Increased screen time in children and a decrease in available time for caregivers stemming from their mounting responsibilities hindered physical activity participation as well.

On top of mounting responsibilities, caregivers also reported limited daycare and babysitting options, as well as a diminished social network, leaving them few opportunities for rest and self-care.

Lastly, children lost a source of comfort when their routines were turned upside down. Caregivers said dysregulated routines led to poor focus, poor sleep, mood disturbances and an overall decreased quality of life for both them and their children.

“I want to get my old schedule back, so I’m not doing random things each day,” one child reported.

Supports that could’ve helped

When asked about what supports were needed to address the issues reported, most caregivers said they wanted community supports to teach them how to keep their children physically active at home. Some caregivers suggested having a virtual class led by a live coach or teacher.

Others wanted community programming tailored to families raising children with ADHD to help lift some of the mental burden caregivers carry.

“I really wish there was a group of similarly struggling people that could come together and talk about their experiences and they how cope,” one caregiver said.
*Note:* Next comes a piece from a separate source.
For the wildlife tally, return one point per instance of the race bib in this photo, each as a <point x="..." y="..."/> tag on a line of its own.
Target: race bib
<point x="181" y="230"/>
There was also a common sense of hopelessness among caregivers, who felt no supports could help and that the pandemic was something they simply needed to get through.

On the other hand, some caregivers felt they were sufficiently supported and that their lack of physical activity stemmed from decreased motivation as they became overwhelmed in other areas of their lives. This answer, researchers said, “highlights how caregivers felt unable to move beyond the constraints imposed upon them by public policy and social distancing mandates.”

Recommendations and next steps

From the study, three key factors emerged that are important for supporting physical activity among children with ADHD and their caregivers:

  1. Fun and engaging physical activity is essential for children with ADHD.
  2. Routine is imperative to help children with ADHD manage their symptoms and afford their caregivers opportunities for physical activity.
  3. Providing opportunities for these families to socially interact with peers can reduce mental burden and boost the likelihood of being physically active.

Researchers recommend these factors serve as guiding principles for supportive programming that could be organized through community centres, libraries and schools.

As for future research, researchers say it would help to understand where on the ADHD spectrum child participants were positioned, in order to provide nuance when interpreting new results. ADHD diagnostic information should be gathered from caregivers as well to better understand how families with multigenerational diagnoses could be better supported.

Lastly, the scope of the research should be expanded to include participants from more diverse backgrounds. This would account for the intersectional stressors that impact marginalized groups.

In the meantime, Fenesi says researchers need to lend a voice to families with neurodiverse children to learn how communities can best support them during times of crises.

“For many of these families, our interviews were the first time they spoke candidly about the impact of the pandemic on their lives,” Fenesi said.

“In many ways, there was a yearning to be heard and to share their struggles in the hopes of offering insight for others in similar situations.”